Olfactory dysfunction (OD) predicts mortality in older adults, but whether it indexes systemic biological aging at clinically meaningful severity thresholds is unresolved. In 3,519 U.S. adults aged ≥40 years in NHANES 2013–2014 with mortality follow-up through 2019, moderate-to-severe OD (≥4 of 8 odors incorrectly identified; weighted prevalence 6.3%) was cross-sectionally associated with +2.48 years of phenotypic aging acceleration (95% CI: +0.79 to +4.16; p = 0.0039; narrowly surviving Bonferroni across 12 primary tests), with 69.1% of the effect jointly mediated through renal, inflammatory, hepatic, and metabolic biomarker domains. During 5.9-year median follow-up (373 deaths), OD ≥4 predicted all-cause mortality (HR = 1.76; 95% CI: 1.32–2.34) and cardiovascular mortality (Fine-Gray sHR = 1.61, 95% CI: 1.20–2.16; p = 0.002). Effects concentrated in adults with chronic cardiometabolic disease.
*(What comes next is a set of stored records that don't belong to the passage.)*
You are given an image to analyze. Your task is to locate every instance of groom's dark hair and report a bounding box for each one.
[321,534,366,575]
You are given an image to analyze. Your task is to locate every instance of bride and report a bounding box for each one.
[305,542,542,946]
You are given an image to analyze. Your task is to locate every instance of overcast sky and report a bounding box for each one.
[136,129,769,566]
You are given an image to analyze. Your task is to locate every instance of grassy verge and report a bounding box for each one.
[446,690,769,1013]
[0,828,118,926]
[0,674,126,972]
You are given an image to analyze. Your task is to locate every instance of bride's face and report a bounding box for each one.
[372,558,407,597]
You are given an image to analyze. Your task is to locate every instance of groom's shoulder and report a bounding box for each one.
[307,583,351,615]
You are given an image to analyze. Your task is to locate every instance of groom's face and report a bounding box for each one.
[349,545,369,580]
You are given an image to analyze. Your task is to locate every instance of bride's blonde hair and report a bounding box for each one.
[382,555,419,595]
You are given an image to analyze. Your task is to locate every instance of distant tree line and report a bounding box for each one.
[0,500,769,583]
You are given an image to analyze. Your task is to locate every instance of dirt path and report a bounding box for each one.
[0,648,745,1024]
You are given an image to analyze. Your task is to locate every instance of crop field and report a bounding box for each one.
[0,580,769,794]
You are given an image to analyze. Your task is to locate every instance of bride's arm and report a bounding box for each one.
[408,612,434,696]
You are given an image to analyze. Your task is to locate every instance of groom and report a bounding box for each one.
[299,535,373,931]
Age-and-sex-standardized 5-year mortality was 13.3% with OD ≥4 versus 6.8% without—a 6.5-percentage-point absolute-risk increase. However, decision-curve analysis showed negative net benefit at clinically actionable thresholds and unfavorable reclassification (continuous NRI = −0.157), positioning OD ≥4 as a biological-aging research signal rather than a clinical risk-stratification adjunct. External replication in non-NHANES cohorts is required before the ≥4 cutoff can be treated as a validated biological threshold.